Experimental autoimmune encephalomyelitis (EAE) was induced in Lewis rats by inoculation with myelin basic protein (MBP) and adjuvants. Rats were treated with second daily injections of saline or cyclosporin A (CsA) from the day of inoculation. Saline-treated rats had an acute episode of disease followed by clinical recovery. Rats treated with CsA 16 or 32 mg/kg had minimal signs of EAE at the usual time after inoculation, but developed signs of disease after treatment was ceased.
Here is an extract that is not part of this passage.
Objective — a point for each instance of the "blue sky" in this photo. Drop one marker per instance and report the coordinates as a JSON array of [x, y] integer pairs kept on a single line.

Rats treated with CsA 8 mg/kg had a delayed first episode of disease and then developed a relapsing or a chronic persistent course of disease. CsA 4 mg/kg delayed the onset of disease. To study the effects of CsA on the inflammatory infiltrate, cells were extracted from the spinal cords of rats with EAE, 16 h after a single injection of CsA or saline. Extracted cells were labelled with antibodies to T cells, CD11b/c (macrophages/microglia), CD95 (Fas) and Fas ligand. CsA 4 mg/kg did not alter the composition of the inflammatory infiltrate. Treatment with higher single doses of CsA caused a dose-dependent decline in the percentage of T cell receptor (TCR) αβ + cells in the inflammatory infiltrate. All doses of CsA caused a significant increase in the number and percentage of cells that were apoptotic. CsA treatment caused an increase in the percentages of CD5 + and TCRαβ + cells that were apoptotic. There was a decline in the percentage of apoptotic T cells that were Vβ8.2 +, compared to the percentage of non-apoptotic T cells that were Vβ8.2 +, in CsA treated rats compared to saline-treated controls. This suggests that, while CsA treatment caused a non-specific increase in the overall level of T cell apoptosis in the spinal cord, it abrogated the selective apoptosis of Vβ8.2 + encephalitogenic T cells that normally occurs during spontaneous recovery from acute EAE.